Officials worried over fall in foodgrain production

Higher acreage coming under cash crops and the decline in area under pulses and food crops has set off alarms bells in official circles of Maharashtra.

Over the last four years, cash crops such as sugarcane and cotton have been fetching record prices, prompting farmers to shift to these crops. Even in Aurangabad, which is traditionally a non-cotton area, over 30 per cent of cultivable area came under cotton in 2010.

Shifting pattern

In 2007-08, production of food crops such as rice, jowar, bajra, nachani (finger millet) and corn was at 124 lakh tonnes and in 2009- 0 the production dipped to 102 tonnes.

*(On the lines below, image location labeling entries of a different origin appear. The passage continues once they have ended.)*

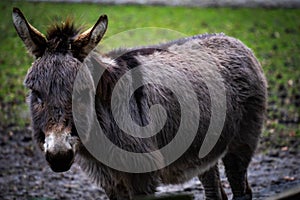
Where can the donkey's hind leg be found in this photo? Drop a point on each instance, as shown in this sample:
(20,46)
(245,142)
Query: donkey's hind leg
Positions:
(239,154)
(212,184)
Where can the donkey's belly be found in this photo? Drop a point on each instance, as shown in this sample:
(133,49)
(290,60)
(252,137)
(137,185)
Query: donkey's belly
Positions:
(180,172)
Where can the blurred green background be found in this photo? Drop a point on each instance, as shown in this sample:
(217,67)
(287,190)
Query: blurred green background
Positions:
(273,34)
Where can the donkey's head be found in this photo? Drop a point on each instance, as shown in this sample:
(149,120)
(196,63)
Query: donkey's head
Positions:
(50,79)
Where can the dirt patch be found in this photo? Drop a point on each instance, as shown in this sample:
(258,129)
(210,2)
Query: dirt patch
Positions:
(25,174)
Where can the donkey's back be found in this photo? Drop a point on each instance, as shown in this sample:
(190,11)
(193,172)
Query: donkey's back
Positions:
(188,103)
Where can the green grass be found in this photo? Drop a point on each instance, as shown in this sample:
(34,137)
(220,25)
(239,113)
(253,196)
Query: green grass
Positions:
(273,34)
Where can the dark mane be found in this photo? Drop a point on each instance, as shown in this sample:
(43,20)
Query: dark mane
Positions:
(61,35)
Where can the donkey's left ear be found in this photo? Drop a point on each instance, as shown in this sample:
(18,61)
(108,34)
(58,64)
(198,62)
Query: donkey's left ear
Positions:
(88,40)
(34,41)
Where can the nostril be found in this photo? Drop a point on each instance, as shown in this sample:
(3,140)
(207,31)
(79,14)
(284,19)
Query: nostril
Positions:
(60,161)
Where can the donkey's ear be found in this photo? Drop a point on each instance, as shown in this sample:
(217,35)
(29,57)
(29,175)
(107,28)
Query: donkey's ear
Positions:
(34,41)
(88,40)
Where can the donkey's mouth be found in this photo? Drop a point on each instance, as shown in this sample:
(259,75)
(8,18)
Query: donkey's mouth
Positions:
(60,163)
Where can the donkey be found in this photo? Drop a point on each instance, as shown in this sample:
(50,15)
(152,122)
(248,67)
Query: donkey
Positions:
(63,52)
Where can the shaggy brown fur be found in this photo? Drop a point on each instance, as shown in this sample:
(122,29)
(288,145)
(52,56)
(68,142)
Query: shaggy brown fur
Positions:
(61,55)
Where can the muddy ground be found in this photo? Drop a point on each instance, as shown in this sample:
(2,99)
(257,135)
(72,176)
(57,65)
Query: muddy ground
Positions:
(24,174)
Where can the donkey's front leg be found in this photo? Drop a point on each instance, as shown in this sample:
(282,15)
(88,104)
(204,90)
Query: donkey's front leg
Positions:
(212,184)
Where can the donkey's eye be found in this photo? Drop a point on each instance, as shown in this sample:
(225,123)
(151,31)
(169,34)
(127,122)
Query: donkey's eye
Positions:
(37,96)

A similar situation was seen in the case of pulses like tur, mung and urad dal – in 2007-08 the production was 30 lakh tonnes, which by 2009-10 had declined to 23 lakh tonnes, while oil seeds, whose production was at 49 lakh tonnes in 2007-08, declined to 28 lakh tonnes in 2009-10.

Official apprehension

A State government official said, “This year, if the trend of planting cash crops instead of food crops continues and unfortunately gets coupled with erratic rainfall, then it could lead to disastrous consequences. The food inflation will go through the roof and could lead to law and order problems in the State,” the official said.

Remedial plans

He said that the State government is gearing to take remedial measures such as subsidies on seed distribution, promotion of bio-fertilisers and new equipment for tilling the land, integrated pest management and incentivising production of seeds so that “even if a crisis arises, it is handled properly and foodgrain production does not fall drastically.”

The decline in the area under pulses and food crops was also on the agenda of the Chief Minister, Mr Prithviraj Chavan, who earlier this week while addressing Cabinet colleagues and State Government officials at the kharif review meeting said that in 2010-11 the area under cereals and pulses dropped by about 15 lakh hectares.

Agriculture expert Mr Jagadeesh Sunkad said that lower acreage under food crops and pulses could compromise the food security of the State and precipitate food inflation. The State's food security cannot be dependent on imports of foodgrains from other states, he said.